Most observers would question whether such behaviour was appropriate. Yet ChatGPT can generate equivalent recommendations because recommendation-like language is deeply embedded in natural conversation.

This creates a difficult regulatory question. If a human repeatedly steers consumers towards products, many would regard that activity as advice or at least as something requiring oversight. If an AI system performs the same function, should the standard be different?

Information Versus Advice

The insurance industry has long relied on a distinction between information and advice.

For example:

"This insurer covers epilepsy."
"These insurers commonly insure travellers with epilepsy."
"These are the typical exclusions."
"These are the price ranges."

These statements provide information. However:

"I'd start with AllClear."
"This is probably your best option."
"You should choose this insurer."

These statements look very much like recommendations.

The challenge is that LLMs are optimised to be helpful - probably over-optimised. Helpful conversation naturally drifts toward making recommendations.

Consumers rarely ask for information alone. They ask:

"What's the best option?"

The desire to appear helpful and answer directly pushes models across the information-advice boundary.

The Governance Challenge

This creates a governance problem that existing frameworks may struggle to address.

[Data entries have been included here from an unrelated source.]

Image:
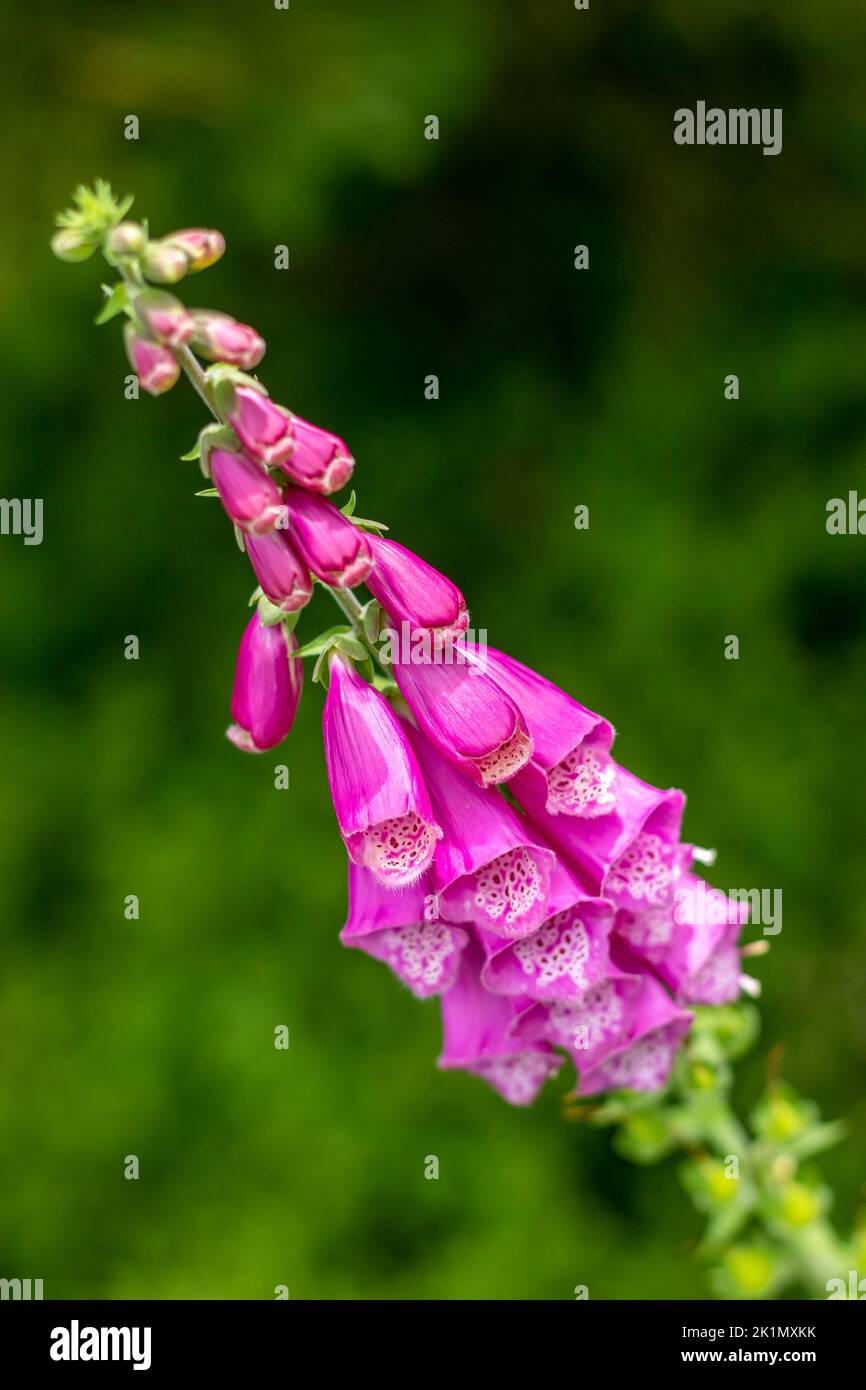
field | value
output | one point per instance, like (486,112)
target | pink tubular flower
(249,495)
(488,869)
(284,580)
(320,460)
(631,854)
(263,428)
(413,592)
(153,364)
(202,245)
(572,762)
(692,943)
(645,1047)
(467,716)
(220,338)
(565,957)
(330,545)
(380,798)
(477,1037)
(267,687)
(164,317)
(394,925)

Traditional regulation assumes identifiable actors:

advisers
brokers
insurers
comparison sites.

LLMs do not fit neatly into those categories, yet they influence consumer decisions in similar ways. The result is a growing tension:

Models are capable of influencing purchasing decisions.
Models lack the evidential basis expected of regulated advice, but give the impression of having it when re-hashing marketing materials.
Users understandably interpret model outputs as advice.
The scale of deployment magnifies the potential impact.

A New Regulatory Question

Regulators need to start asking a different version of an old question:

When an AI system systematically generates recommendation-like outputs about regulated products, what standards of evidence, accountability and oversight should apply?

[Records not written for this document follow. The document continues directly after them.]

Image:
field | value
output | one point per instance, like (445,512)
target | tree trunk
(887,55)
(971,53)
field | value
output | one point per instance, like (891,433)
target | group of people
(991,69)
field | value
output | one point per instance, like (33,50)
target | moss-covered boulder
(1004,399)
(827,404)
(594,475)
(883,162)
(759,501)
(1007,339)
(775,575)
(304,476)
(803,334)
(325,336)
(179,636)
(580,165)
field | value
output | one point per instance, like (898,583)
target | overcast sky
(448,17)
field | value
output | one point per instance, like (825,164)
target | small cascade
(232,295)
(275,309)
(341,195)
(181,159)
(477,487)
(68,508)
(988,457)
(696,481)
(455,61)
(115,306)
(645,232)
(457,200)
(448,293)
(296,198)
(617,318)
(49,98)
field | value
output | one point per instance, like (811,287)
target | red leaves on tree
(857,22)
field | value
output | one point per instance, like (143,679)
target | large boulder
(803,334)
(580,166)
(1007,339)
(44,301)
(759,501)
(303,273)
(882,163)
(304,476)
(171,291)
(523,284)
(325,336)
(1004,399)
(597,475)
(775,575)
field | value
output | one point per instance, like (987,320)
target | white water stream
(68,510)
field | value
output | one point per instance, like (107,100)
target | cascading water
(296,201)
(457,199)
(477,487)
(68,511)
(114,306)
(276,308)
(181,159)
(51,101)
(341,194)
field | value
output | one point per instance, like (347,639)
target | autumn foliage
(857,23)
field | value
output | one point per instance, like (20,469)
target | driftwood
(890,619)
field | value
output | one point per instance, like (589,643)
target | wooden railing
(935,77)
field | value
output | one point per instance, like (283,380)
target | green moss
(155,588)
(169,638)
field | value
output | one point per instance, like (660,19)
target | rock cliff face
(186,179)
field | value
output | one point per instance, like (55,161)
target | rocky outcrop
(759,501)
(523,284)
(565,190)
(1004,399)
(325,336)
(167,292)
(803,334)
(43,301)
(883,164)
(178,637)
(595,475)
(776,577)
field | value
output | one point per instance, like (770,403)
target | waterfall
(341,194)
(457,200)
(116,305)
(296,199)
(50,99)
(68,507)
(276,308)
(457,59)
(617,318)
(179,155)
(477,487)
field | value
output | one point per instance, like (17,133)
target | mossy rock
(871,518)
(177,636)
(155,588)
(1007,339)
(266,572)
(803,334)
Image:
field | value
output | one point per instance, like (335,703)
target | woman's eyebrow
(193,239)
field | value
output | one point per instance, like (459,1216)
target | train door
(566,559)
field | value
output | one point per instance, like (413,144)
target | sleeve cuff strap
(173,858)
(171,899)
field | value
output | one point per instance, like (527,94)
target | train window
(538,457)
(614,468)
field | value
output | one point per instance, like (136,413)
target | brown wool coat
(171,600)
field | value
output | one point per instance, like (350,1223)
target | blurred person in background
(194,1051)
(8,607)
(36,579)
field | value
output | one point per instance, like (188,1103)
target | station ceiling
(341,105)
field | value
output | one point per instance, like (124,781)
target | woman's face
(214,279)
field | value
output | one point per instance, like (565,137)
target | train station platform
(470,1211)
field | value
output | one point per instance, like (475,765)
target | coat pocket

This is not simply an AI question. It is a consumer protection question. The insurance industry has spent decades building frameworks around suitability, disclosure, accountability and advice standards. Large language models challenge many of those assumptions because they can produce the language of advice without necessarily performing the process behind it. That gap may become one of the defining regulatory challenges of AI in financial services.